For this example, we’ll ask the LLM to specify the continent of four countries, encouraging it to be succinct:

Python
from galileo.openai import openai

# Simple dataset with four countries:
countries_dataset = [
    {"input": "Indonesia"},
    {"input": "New Zealand"},
    {"input": "Greenland"},
    {"input": "China"},
]

# The function that calls the LLM for each input:
def llm_call(input):
    return (
        openai.chat.completions.create(
            model="gpt-4o",
            messages=[
                {
                    "role": "system", 
                    "content": "You are a geography expert. Always answer as succinctly as possible."
                },
                {
                    "role": "user", 
                    "content": f"Which continent does the following country belong to: {input}"
                },
            ],
        )
        .choices[0]
        .message.content
    )

Run the Experiment

The snippet below brings all the preceding code samples together into a single file. Now we can combine everything (dataset, LLM-call, and our custom metric) by calling run_experiment. After it runs, you’ll see a URL in your terminal that directs you to the experiment results in the Galileo console:

from galileo import Trace, Span
from galileo.experiments import run_experiment
from galileo.openai import openai
from galileo.schema.metrics import LocalMetricConfig

# 1. Scorer Function
def brevity_rank(step: Span | Trace) -> str:
    """Rank response brevity based on word count."""
    word_count = len(step.output.content.split(" "))
    if word_count <= 3:
        return "Terse"
    if word_count <= 5:
        return "Temperate"
    return "Talkative"

# 2. Aggregator Function
def brevity_aggregator(ranks: list[str]) -> str:
    """Extract the single rank and adjust if it's 'Talkative'."""
    return "Terrible" if ranks[0] == "Talkative" else ranks[0]

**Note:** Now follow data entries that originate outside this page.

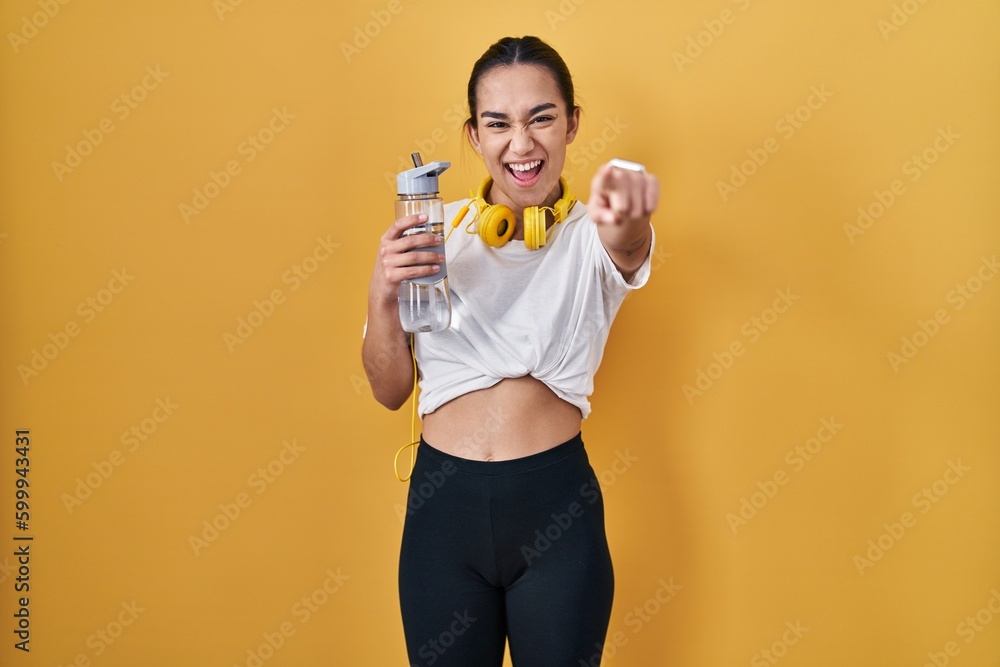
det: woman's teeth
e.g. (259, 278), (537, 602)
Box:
(507, 160), (542, 171)
(507, 160), (544, 181)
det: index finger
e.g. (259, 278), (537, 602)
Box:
(385, 213), (427, 240)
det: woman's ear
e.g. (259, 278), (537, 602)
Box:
(566, 107), (580, 144)
(465, 120), (483, 157)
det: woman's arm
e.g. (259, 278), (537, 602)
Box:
(361, 215), (444, 410)
(588, 164), (660, 281)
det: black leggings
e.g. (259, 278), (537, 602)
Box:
(399, 435), (614, 667)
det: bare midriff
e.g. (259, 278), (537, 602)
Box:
(423, 375), (583, 461)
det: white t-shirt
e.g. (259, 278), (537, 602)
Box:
(415, 199), (655, 418)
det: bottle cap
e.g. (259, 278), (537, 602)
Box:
(396, 161), (451, 195)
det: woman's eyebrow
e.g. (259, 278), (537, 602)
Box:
(479, 102), (556, 120)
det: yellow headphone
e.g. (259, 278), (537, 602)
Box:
(449, 176), (576, 250)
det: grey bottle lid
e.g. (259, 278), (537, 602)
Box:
(396, 161), (451, 195)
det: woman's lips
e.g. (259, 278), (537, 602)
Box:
(504, 160), (545, 188)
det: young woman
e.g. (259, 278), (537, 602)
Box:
(363, 37), (659, 667)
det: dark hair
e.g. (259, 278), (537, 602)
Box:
(466, 35), (576, 127)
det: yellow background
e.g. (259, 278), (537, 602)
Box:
(0, 0), (1000, 667)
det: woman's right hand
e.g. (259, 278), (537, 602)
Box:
(369, 213), (444, 305)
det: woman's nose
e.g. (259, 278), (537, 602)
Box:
(510, 127), (535, 155)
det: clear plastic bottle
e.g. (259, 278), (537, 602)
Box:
(396, 153), (451, 332)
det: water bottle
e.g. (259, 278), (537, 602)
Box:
(396, 153), (451, 332)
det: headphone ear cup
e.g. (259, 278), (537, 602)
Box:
(479, 204), (517, 248)
(524, 206), (545, 250)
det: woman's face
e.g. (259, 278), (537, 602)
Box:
(467, 65), (580, 214)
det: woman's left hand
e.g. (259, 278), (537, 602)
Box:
(587, 162), (660, 227)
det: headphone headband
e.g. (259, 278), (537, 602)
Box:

# 3. Configure the Local Metric
terseness = LocalMetricConfig[str](
    name="Terseness",
    scorer_fn=brevity_rank,
    aggregator_fn=brevity_aggregator,
)

# 4. Dataset
countries_dataset = [
    {"input": "Indonesia"},
    {"input": "New Zealand"},
    {"input": "Greenland"},
    {"input": "China"},
]

# 5. LLM-Call Function
def llm_call(input):
    return (
        openai.chat.completions.create(
            model="gpt-4o",
            messages=[
                {
                    "role": "system", 
                    "content": "You are a geography expert. Always answer as succinctly as possible."
                },
                {
                    "role": "user", 
                    "content": f"Which continent does the following country belong to: {input}"
                },
            ],
        )
        .choices[0]
        .message.content
    )

# 6. Run the Experiment!
results = run_experiment(
    "terseness-custom-metric",
    dataset=countries_dataset,
    function=llm_call,
    metrics=[terseness],  # You can add multiple custom metrics here
    project="My first project",
)

View the Results

After the experiment completes, your terminal output will include a URL directing you to the experiment page in the Galileo console. On the experiment’s page, you’ll see a new column labeled Terseness (or whatever name you chose) containing your custom metric’s results for each input.


Conclusion

Local Metrics let you tailor evaluation to your exact needs by defining custom scoring logic in code. Whether you want to measure response brevity, detect specific keywords, or implement a complex scoring algorithm, Local Metrics integrate seamlessly with Galileo’s experimentation framework. Once you’ve defined your Scorer and Aggregator functions and wrapped them in a LocalMetricConfig, running the experiment is as simple as calling run_experiment. The results appear alongside Galileo’s built-in metrics, so you can compare, visualize, and analyze everything in one place.

With Local Metrics, you have full control over how you measure LLM behavior—unlocking deeper insights and more targeted evaluations for your AI applications.